Fondation de venture philanthropy, reconnue d’utilité publique et abritante.

La première phase de Parcoursup est clôturée. Pour les heureux élus qui sont nombreux à avoir leur bac et leur affectation à la filière de leurs rêves, ils peuvent partir tranquilles en vacances, mais pour ceux qui sont encore sur liste d'attente ou qui doivent se rabattre sur une formation qui ne les motive pas, l'été risque d'être long. Le problème serait-il Parcoursup comme les critiques aiment le souligner à longueur d'année ? Ou bien est-ce toute la démarche d'orientation et l'offre de l'enseignement supérieur qui devraient se transformer en profondeur ?

Elisabeth Elkrief, directrice générale de la Fondation AlphaOmega répond point par point.
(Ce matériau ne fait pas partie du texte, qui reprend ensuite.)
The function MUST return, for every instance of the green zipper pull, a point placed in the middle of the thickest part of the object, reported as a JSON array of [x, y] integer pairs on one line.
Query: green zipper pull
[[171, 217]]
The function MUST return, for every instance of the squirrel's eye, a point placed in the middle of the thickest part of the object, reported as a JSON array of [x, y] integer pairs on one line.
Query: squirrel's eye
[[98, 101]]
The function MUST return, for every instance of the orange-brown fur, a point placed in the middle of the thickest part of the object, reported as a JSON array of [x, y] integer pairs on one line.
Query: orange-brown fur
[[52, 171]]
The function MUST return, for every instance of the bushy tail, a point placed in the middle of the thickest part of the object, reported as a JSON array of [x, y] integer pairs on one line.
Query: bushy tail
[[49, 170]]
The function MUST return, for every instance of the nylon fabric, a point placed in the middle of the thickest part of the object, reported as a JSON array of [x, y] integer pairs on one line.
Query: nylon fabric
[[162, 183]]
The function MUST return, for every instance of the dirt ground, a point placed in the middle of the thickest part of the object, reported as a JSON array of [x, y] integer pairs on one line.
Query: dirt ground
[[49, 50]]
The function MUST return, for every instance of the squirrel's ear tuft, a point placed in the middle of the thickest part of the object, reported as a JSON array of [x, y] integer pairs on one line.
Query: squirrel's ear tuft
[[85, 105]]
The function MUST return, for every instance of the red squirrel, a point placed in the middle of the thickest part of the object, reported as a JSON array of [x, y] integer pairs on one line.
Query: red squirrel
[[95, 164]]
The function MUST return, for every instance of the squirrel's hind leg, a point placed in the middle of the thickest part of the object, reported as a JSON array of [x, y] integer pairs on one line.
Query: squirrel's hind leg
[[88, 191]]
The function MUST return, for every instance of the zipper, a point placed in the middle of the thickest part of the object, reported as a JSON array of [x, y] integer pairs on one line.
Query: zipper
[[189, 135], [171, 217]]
1. Parcoursup est-elle une boîte noire ?

E.E. : On critique Parcoursup à longueur d’année, en se focalisant sur la partie algorithmique qui agit comme une gare de triage permettant de faire correspondre au mieux les vœux des candidats aux formations convoitées, un peu comme une appli de rencontre procède pour le matching. Pour autant, cette phase algorithmique est suivie d’une procédure longue où les candidatures sont analysées par les personnels des formations, donc de manière humaine et pas robotique comme on aime caricaturer Parcoursup. Si l’algorithme est connu et disponible de manière ouverte pour qui veut comprendre comment il fonctionne, c’est plutôt sur la manière dont les formations pondèrent leurs différents critères que réside une certaine opacité. Et c’est sur cette opacité qu’une évolution s’impose selon nous pour que Parcoursup soit pleinement en phase avec sa mission d’égalité des chances.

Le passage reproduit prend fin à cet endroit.